Jan 18, 2020 - Health

Dwindling antibiotics undermine fight against drug-resistant infections, WHO warns

In this illustration, a pill is surrounded by antibodies

Illustration: Sarah Grillo/Axios

Shrinking investment and a lack of innovation in the development of new antibiotics is "undermining efforts to combat drug-resistant infections," the World Health Organization warned on Friday, citing two of its new reports.

Why it matters: "Without government intervention, the United Nations estimates that resistant infections could kill 10 million people annually by 2050 and prompt an economic slowdown to rival the global financial crisis of 2008," the New York Times reports.

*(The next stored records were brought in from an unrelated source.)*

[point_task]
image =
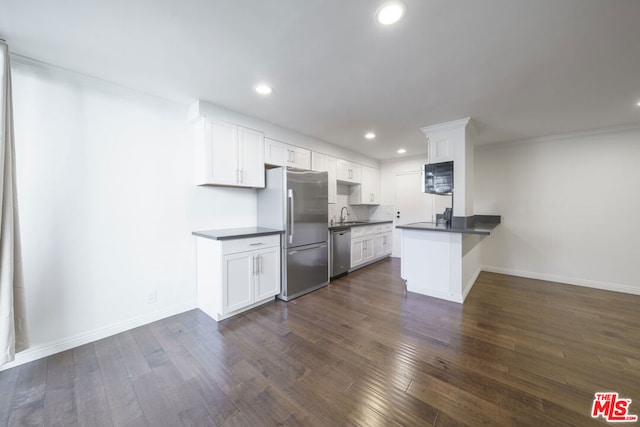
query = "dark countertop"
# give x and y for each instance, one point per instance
(479, 226)
(235, 233)
(338, 226)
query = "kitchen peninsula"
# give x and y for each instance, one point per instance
(444, 261)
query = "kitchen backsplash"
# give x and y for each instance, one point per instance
(357, 212)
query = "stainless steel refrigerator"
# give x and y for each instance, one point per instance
(296, 201)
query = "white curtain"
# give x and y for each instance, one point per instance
(13, 327)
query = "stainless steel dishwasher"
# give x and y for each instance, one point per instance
(340, 252)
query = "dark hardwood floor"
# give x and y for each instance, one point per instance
(358, 352)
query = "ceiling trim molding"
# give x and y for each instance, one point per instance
(560, 137)
(454, 124)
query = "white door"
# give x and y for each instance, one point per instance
(411, 205)
(378, 245)
(251, 157)
(367, 249)
(356, 252)
(275, 152)
(238, 272)
(268, 273)
(221, 147)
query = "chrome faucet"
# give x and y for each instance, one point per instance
(343, 218)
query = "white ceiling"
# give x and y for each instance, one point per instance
(520, 68)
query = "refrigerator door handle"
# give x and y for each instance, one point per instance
(307, 249)
(291, 211)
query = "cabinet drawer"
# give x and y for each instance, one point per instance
(383, 228)
(249, 244)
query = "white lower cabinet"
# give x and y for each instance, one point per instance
(370, 243)
(238, 274)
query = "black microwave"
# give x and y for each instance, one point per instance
(437, 178)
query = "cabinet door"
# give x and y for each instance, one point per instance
(349, 172)
(387, 243)
(268, 273)
(378, 245)
(367, 249)
(440, 148)
(275, 152)
(324, 163)
(299, 158)
(356, 252)
(237, 281)
(250, 158)
(216, 153)
(367, 193)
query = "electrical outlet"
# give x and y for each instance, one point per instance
(152, 297)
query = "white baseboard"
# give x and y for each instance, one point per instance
(44, 350)
(615, 287)
(469, 284)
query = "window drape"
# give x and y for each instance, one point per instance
(13, 328)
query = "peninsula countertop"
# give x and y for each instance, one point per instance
(482, 225)
(350, 224)
(235, 233)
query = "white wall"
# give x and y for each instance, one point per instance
(569, 208)
(107, 205)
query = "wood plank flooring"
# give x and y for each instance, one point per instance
(361, 351)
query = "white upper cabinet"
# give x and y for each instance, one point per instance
(367, 193)
(280, 154)
(228, 154)
(349, 172)
(440, 148)
(325, 163)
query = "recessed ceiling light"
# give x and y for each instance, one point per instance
(390, 12)
(263, 89)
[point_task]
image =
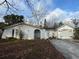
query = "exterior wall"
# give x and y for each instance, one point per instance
(28, 32)
(65, 32)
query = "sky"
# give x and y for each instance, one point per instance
(54, 9)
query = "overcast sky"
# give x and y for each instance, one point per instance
(60, 9)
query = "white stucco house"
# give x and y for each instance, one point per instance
(30, 31)
(65, 32)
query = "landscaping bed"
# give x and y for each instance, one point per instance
(29, 49)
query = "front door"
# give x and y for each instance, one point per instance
(37, 34)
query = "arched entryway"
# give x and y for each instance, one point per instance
(37, 34)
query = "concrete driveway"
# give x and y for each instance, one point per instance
(68, 48)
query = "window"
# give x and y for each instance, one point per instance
(12, 32)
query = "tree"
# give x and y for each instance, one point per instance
(2, 25)
(13, 19)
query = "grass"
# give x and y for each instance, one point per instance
(29, 49)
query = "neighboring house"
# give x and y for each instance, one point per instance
(65, 32)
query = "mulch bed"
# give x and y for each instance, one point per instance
(29, 49)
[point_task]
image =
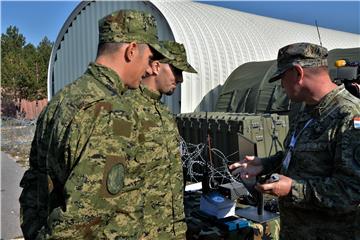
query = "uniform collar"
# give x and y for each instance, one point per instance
(149, 93)
(108, 77)
(325, 103)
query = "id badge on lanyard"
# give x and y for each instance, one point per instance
(292, 144)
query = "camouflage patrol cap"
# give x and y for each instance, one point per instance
(303, 54)
(179, 53)
(126, 26)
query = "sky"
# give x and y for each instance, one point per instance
(37, 19)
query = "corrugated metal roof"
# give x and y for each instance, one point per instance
(217, 41)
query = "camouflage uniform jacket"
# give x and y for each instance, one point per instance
(164, 180)
(324, 202)
(83, 161)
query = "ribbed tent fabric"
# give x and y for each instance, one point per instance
(247, 89)
(217, 40)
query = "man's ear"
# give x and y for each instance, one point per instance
(130, 51)
(300, 72)
(156, 65)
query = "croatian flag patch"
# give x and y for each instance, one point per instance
(357, 122)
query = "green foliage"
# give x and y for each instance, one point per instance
(24, 66)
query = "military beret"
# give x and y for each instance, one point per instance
(179, 53)
(126, 26)
(303, 54)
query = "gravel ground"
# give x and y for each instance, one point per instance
(16, 138)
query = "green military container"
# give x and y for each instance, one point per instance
(232, 135)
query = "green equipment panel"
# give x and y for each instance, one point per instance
(228, 130)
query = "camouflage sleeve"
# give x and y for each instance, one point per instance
(342, 189)
(273, 163)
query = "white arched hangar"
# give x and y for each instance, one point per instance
(217, 40)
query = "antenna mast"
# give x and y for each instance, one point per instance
(318, 32)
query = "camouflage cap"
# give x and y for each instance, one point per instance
(303, 54)
(126, 26)
(179, 53)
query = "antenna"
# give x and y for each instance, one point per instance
(317, 27)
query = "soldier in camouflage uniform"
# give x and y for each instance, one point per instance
(160, 146)
(319, 186)
(85, 181)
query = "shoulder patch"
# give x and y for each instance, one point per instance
(356, 121)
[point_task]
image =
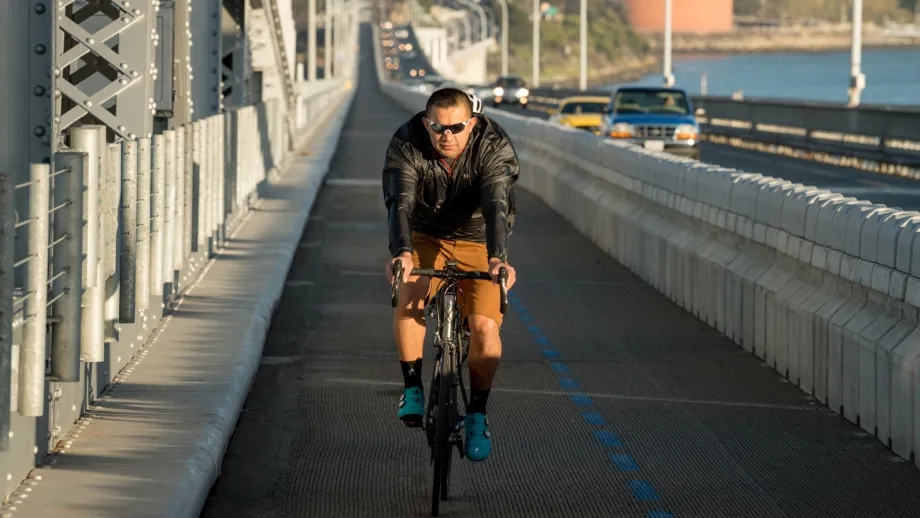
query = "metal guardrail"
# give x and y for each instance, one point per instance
(116, 231)
(882, 134)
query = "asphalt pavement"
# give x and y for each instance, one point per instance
(610, 400)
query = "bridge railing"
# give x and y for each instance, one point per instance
(883, 134)
(111, 236)
(821, 287)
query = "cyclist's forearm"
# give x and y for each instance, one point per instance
(495, 213)
(400, 231)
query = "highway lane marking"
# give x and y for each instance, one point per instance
(596, 418)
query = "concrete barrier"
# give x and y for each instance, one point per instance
(822, 287)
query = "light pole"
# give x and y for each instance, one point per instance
(483, 19)
(857, 78)
(536, 44)
(668, 76)
(583, 50)
(327, 39)
(504, 5)
(311, 42)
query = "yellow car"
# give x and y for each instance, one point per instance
(581, 111)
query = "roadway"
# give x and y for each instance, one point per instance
(610, 400)
(893, 191)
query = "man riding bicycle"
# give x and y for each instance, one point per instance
(447, 181)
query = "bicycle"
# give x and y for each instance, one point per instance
(443, 423)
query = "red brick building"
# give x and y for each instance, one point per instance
(687, 16)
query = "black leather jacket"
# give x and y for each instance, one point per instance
(473, 201)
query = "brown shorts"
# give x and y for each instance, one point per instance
(475, 296)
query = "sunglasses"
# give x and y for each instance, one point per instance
(440, 129)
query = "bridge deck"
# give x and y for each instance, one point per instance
(610, 400)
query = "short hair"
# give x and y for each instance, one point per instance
(448, 98)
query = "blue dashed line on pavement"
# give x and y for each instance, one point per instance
(569, 384)
(559, 367)
(624, 462)
(593, 418)
(607, 438)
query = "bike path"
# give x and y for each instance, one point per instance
(610, 401)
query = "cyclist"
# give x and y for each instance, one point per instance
(447, 181)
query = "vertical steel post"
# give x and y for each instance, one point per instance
(188, 239)
(112, 199)
(158, 232)
(68, 256)
(7, 255)
(127, 304)
(92, 341)
(35, 334)
(178, 255)
(143, 278)
(169, 207)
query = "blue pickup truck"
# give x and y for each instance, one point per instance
(656, 118)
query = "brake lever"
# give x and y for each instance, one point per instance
(503, 288)
(394, 288)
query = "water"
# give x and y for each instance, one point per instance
(892, 75)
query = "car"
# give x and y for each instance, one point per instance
(509, 90)
(656, 118)
(580, 111)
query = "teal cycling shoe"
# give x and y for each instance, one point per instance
(412, 406)
(478, 438)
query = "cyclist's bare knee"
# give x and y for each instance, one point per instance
(484, 334)
(412, 299)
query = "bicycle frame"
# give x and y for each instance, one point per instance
(442, 420)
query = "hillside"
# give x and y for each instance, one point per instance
(875, 11)
(615, 51)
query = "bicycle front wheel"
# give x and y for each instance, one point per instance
(443, 449)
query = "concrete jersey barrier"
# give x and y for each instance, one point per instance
(822, 287)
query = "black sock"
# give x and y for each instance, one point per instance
(478, 400)
(412, 373)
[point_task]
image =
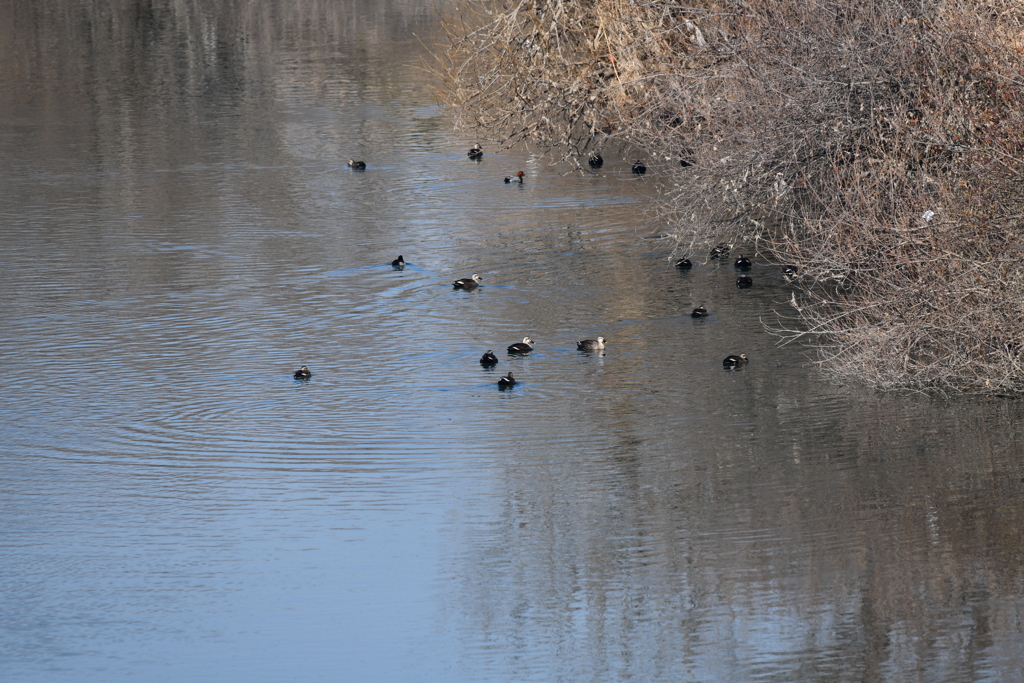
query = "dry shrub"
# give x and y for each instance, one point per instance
(821, 131)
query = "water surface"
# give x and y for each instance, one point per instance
(180, 232)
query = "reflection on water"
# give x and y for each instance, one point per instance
(180, 232)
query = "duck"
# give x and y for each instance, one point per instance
(591, 344)
(525, 346)
(734, 360)
(720, 251)
(467, 283)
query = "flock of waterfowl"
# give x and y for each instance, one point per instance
(488, 359)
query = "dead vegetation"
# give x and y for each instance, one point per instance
(875, 143)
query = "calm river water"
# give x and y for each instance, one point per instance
(179, 232)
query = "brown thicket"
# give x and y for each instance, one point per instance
(877, 144)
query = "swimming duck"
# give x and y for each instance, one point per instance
(591, 344)
(525, 346)
(720, 251)
(734, 360)
(467, 283)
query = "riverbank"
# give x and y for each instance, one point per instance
(876, 146)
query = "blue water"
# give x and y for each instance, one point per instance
(180, 232)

What's happening: It can take up to 10 years and north of $2 billion to develop a new antibiotic and commercialize it, the Times writes. Large pharmaceutical companies aren't producing as many antibiotics, and of those that are being developed, only a handful target the most dangerous drug-resistant infections.

  • Drug company executives, public health experts and patient advocates are insisting that Washington establish new programs and policies to attract the necessary funding to help struggling antibiotic companies and continue to attract drug company giants.
“Never has the threat of antimicrobial resistance been more immediate and the need for solutions more urgent. Numerous initiatives are underway to reduce resistance, but we also need countries and the pharmaceutical industry to step up and contribute with sustainable funding and innovative new medicines.”
WHO's Director-General, Tedros Adhanom Ghebreyesus

Between the lines: "Unlike drugs that treat chronic conditions and are taken for years, antibiotics save lives, but are taken for just a week or two, diminishing their profitability for drugmakers," the NYT's Andrew Jacobs writes.

The other side: In WHO's report on possible novel therapies, 252 agents in development were identified to target 12 pathogens declared serious threats to humanity, including E. coli, salmonella and the bacteria that can cause gonorrhea.

Yes, but: Among 50 new antibiotics in clinical trials, only two are active against the most worrisome category of bugs, per the Times.